The most important risk conditions preceding gastric cancer (GC) are HP-infection and AG. As a result of long-term research and development, a Finnish biotechnology company, Biohit HealthCare has launched the GastroPanel test, a panel of four stomach-specific biomarkers that give accurate information on both the structure and function of gastric mucosa.
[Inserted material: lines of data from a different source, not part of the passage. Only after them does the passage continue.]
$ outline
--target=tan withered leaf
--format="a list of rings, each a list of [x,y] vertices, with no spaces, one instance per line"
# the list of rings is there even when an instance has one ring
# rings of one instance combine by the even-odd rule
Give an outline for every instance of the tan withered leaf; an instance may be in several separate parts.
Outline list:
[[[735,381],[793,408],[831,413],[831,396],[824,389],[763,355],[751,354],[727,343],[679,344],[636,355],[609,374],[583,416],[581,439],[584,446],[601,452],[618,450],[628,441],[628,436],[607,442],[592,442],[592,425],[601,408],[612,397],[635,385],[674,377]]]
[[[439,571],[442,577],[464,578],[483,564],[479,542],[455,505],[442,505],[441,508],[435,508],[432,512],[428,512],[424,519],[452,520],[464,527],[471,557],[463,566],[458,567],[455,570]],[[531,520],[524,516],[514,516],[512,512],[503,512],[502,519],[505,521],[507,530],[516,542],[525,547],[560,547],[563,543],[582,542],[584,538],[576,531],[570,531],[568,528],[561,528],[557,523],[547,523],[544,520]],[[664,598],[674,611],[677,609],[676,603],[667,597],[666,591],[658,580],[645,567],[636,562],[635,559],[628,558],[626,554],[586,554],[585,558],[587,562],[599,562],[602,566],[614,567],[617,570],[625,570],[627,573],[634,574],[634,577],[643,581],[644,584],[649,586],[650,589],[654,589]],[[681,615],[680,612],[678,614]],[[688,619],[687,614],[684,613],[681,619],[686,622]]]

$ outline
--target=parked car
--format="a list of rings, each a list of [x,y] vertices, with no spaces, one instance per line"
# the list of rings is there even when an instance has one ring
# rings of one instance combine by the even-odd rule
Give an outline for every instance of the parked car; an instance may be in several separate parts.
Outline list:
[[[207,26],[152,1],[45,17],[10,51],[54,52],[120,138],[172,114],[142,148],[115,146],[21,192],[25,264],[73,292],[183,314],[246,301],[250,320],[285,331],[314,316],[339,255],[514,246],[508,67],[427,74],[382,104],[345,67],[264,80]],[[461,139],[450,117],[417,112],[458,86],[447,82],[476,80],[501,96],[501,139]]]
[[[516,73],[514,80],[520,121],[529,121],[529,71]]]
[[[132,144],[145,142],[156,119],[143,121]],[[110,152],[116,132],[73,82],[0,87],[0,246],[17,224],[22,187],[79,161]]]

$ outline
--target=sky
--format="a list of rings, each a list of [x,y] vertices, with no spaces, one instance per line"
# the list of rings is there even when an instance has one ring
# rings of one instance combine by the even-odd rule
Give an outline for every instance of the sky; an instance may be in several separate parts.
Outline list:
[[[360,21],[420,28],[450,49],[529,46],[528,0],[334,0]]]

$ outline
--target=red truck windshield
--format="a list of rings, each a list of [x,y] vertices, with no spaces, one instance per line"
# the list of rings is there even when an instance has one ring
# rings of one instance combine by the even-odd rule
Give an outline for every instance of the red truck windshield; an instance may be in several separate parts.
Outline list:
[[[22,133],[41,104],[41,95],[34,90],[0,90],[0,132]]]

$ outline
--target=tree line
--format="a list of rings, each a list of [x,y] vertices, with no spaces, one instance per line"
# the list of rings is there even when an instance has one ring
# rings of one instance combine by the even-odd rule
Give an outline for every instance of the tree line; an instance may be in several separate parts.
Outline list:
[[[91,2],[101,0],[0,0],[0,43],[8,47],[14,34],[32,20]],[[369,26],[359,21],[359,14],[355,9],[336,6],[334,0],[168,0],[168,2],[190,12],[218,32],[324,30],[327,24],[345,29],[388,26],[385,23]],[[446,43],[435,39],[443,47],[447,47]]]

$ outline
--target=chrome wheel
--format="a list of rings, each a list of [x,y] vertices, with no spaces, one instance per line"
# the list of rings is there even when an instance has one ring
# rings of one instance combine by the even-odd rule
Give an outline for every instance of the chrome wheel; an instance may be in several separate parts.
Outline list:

Since the risk of GC and peptic ulcer disease among individuals with healthy stomach is very low, it is essential to distinguish between subjects with healthy stomach and those with gastric disorders. With GP - a simple blood test - it is now possible to detect the patients who are at high risk for GC because they harbor either HP-infection or AG or both in their stomach mucosa. HP-infection alone increases the risk of GC several-fold, and this risk is over 90-fold among patients with HP-related severe AG of both the corpus and antrum (pangastritis).14,21,22
Another area of use for the GP test are the dyspeptic complaints, which in western countries appear in 20-40% of the population. According to the orthodox medical practice, the assessment of these complaints should invariably include examination by gastroscopy, for which the existing resources are clearly insufficient, and for which there is actually no real need. The same applies to the costly and risky “test” medications with PPIs, because using the GP test, it is now possible to screen the patients at true risk and for whom, gastroscopy is indicated. With this approach, we can release approximately 40-70% of the limited and expensive endoscopy capacity to be focused on colonoscopies, i.e., for screening and early detection of colorectal cancer. Because of the fact that particularly among the older people, dyspeptic complaints are frequently of large intestinal origin, it is cost-effective to supplement the examinations of these dyspeptic patients with ColonView test, based on detection of Hb and Hb/Hp complex in the stools, and intended for screening of colorectal cancer.
The safe and cost-effective GP test enables early detection of many different disorders, and thus helps avoiding the majority of subsequent health problems. Undetected AG of the corpus - acid-free stomach - can eventually lead, except to gastric and oesophageal cancer, also to malabsorption of vitamin B12, iron, magnesium, calcium, and some drugs. AG of the antrum, in turn, increases the risk of peptic ulcer disease and GC.
Concomitant AG of the antrum and corpus (pangastritis) is the single most important risk condition for GC. A minority of GCs can develop directly from HP-induced gastritis, without recognizable stages of mucosal atrophy. It is well known that vitamin B12 deficiency can lead to pernicious anemia (PA), dementia, depression, and injuries of the peripheral nervous system. Calcium deficiency, in turn, leads to osteoporosis. The absorption of many drugs is impaired in acid-free stomach. The risk of serious intestinal infections (giardiasis, malaria, Clostridium difficile and E. coli EHEC) can be increased particularly among the senior citizens with AG.
Within public health care, it is possible to achieve substantial cost savings by replacing the systematic use of gastroscopy with a simple and inexpensive GP test as the first-line diagnostic tool for all patients complaining dyspeptic symptoms.